En rappel, ce n’est pas la première fois que le Togo est accusé d’être la base arrière de Hezbollah. Déjà en 2006, plusieurs media internationaux avaient relayé ces genres d’informations mettant en cause notre pays. « Les amis de Mohammed Al Muhtadi, l’un des responsables locaux du Hezbollah, qui avait été reconduit discrètement en direction de Beyrouth par le Général Eyadéma, ont tissé depuis des réseaux très efficaces qui plongent leur enracinement dans le milieu économique le plus fermé de Lomé, là où se fréquentent les riches togolais et les « investisseurs» français et étrangers. (…)Une importante communauté libanaise vit en Afrique de l’Ouest, et, en particulier, au Togo. Une partie de cette communauté est soumise à des contributions « spontanées » émanant du Hezbollah (classé sur la liste noire des mouvements terroristes par les Etats-Unis). Des collecteurs effectuent des tournées régulières. Les « dons » se font en espèces ; sans laisser de trace.
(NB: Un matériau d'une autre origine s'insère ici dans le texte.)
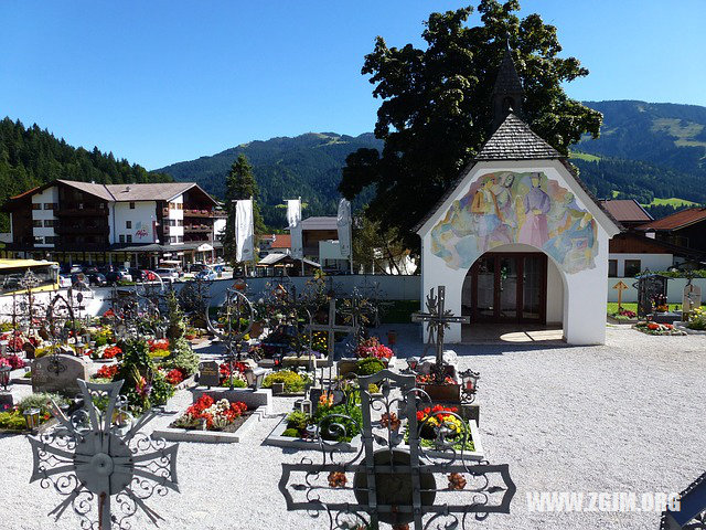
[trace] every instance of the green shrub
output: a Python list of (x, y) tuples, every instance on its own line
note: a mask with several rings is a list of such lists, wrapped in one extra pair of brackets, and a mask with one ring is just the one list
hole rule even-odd
[(287, 416), (287, 427), (302, 432), (309, 425), (309, 416), (301, 411), (290, 412)]
[(303, 392), (307, 384), (311, 381), (308, 375), (293, 372), (291, 370), (281, 370), (279, 372), (272, 372), (263, 381), (264, 389), (271, 389), (272, 383), (285, 383), (285, 392), (293, 394)]
[(201, 359), (194, 352), (186, 339), (175, 339), (169, 341), (171, 354), (164, 362), (164, 368), (171, 370), (180, 369), (185, 378), (189, 378), (199, 371), (199, 362)]
[[(332, 414), (340, 414), (333, 416)], [(352, 405), (346, 407), (345, 404), (335, 406), (319, 405), (315, 415), (317, 423), (321, 426), (321, 437), (323, 439), (336, 442), (351, 442), (355, 436), (361, 434), (363, 426), (363, 411), (360, 406)], [(343, 427), (341, 430), (340, 426)]]
[(385, 369), (385, 364), (379, 359), (367, 357), (355, 363), (355, 373), (359, 375), (372, 375)]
Les autorités togolaises exerçant contrôle actif sur les mouvements de fonds dans les banques, il est étonnant de constater leur manque d’efficacité dans le signalement de transferts suspects depuis plusieurs mois. Ces transferts sont justifiés, une fois de plus, par la vente de voitures d’occasion venues de l’extérieur du continent africain. Une partie de ce commerce lucratif sert à financer, n’en doutons pas, le terrorisme au même titre que le trafic de drogue, d’or et de diamants », avait révélé à l’époque « Infoplusgabon ». Affaire à suivre.